Sexta-feira, 23 de Agosto de 2019
SAÚDE

Enfermeiros fazem caminhada na Ponta Negra e cobram valorização profissional

Com faixas e cartazes, o grupo pedia a regulamentação da carga horária de 30 horas de trabalho e da Lei do Descanso, uma remuneração digna e o combate à violência em hospitais



caminhada_63AD4BFE-5162-486D-BB83-F56152B48234.JPG Foto: Euzivaldo Queiroz
24/02/2019 às 11:22

Pelo menos umas 300 pessoas, entre enfermeiros, técnicos de Enfermagem e estudantes participaram de uma caminhada cobrando valorização profissional.  O ato, organizado pelo Conselho Regional de Enfermagem do Amazonas (Coren-AM) , aconteceu na manhã deste domingo (24), na avenida Coronel Teixeira, Ponta Negra, na Zona Oeste de Manaus.

Com faixas e cartazes, o grupo de especialistas pedia a regulamentação da carga horária de 30 horas de trabalho e da Lei do Descanso, uma remuneração digna e o combate à violência contra os profissionais que lidam diariamente com a população nos hospitais da cidade. 

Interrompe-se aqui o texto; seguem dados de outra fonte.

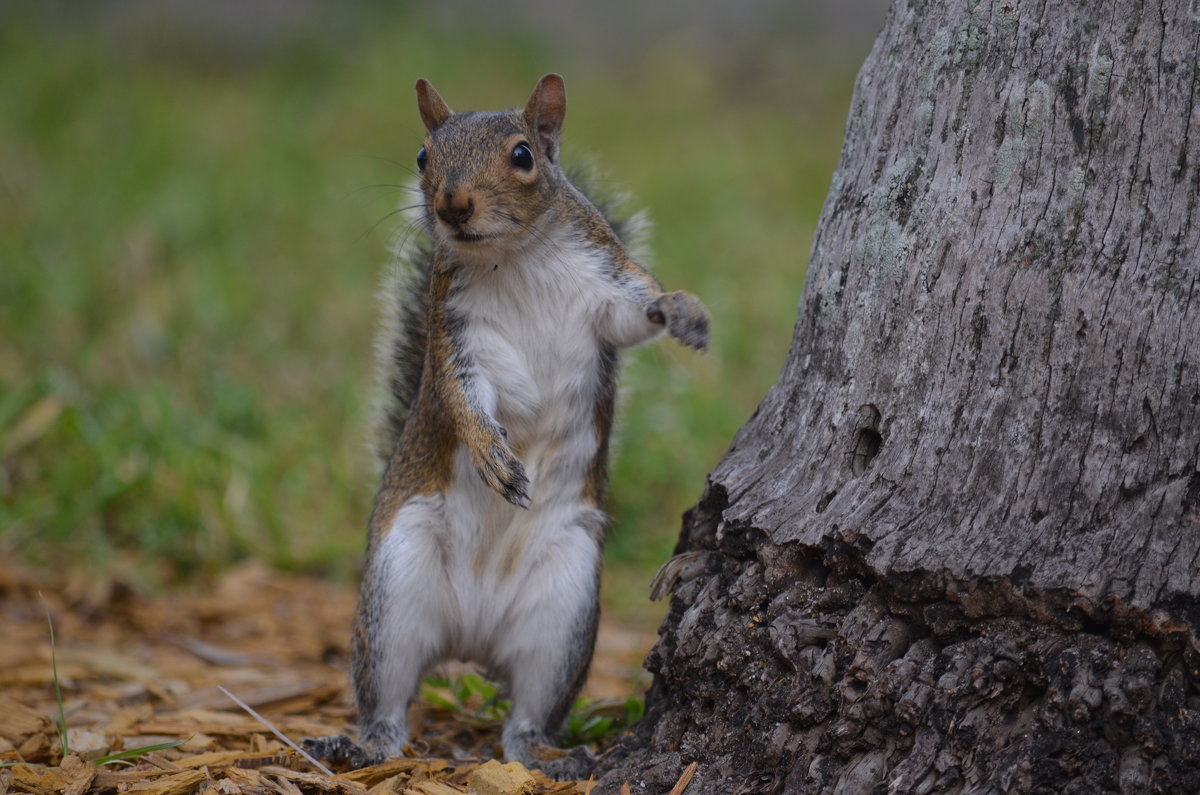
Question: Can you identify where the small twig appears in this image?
[668,763,697,795]
[37,591,71,759]
[217,685,334,777]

“A ideia é mostra a importância da Enfermagem para a nossa sociedade e para os governantes. Estamos aqui para dizer que somos mais de 70% do número de profissionais da saúde em todas as unidades de saúde do Amazonas. A classe tem enfrentado violência, salários atrasados e baixos salários. Sem dignidade. Não temos conforto no ambiente de trabalho e sofremos com a violência praticada por pacientes, que se revoltam pela precariedade do sistema e muitas vezes pelos próprios colegas, de forma psicologia e física. Isso a gente não aceita. Por isso estamos buscando resolver isso e averiguar quando isso acontece”, disse o presidente do Coren, Sandro André.

Além das questões apontadas pelo presidente do Conselho, a categoria quis chamar a atenção em relação à formação do bom profissional. “Nós somos contra essa formação de educação a distância (EAD) também. É muito preocupante esses cursos, porque eles colocam em risco tanto a vida do profissional como a vida das pessoas. A valorização da Enfermagem também foca na questão da violência. Pois muitos profissionais se sentem frágeis em algumas situações. Muitos trabalham distante, onde não tem segurança em algumas unidades. Como aconteceu recentemente o caso de uma funcionária que foi esfaqueada em uma unidade da família.  Por isso a Enfermagem precisa se unir”,  disse  a enfermeira Andrea Gonçalves.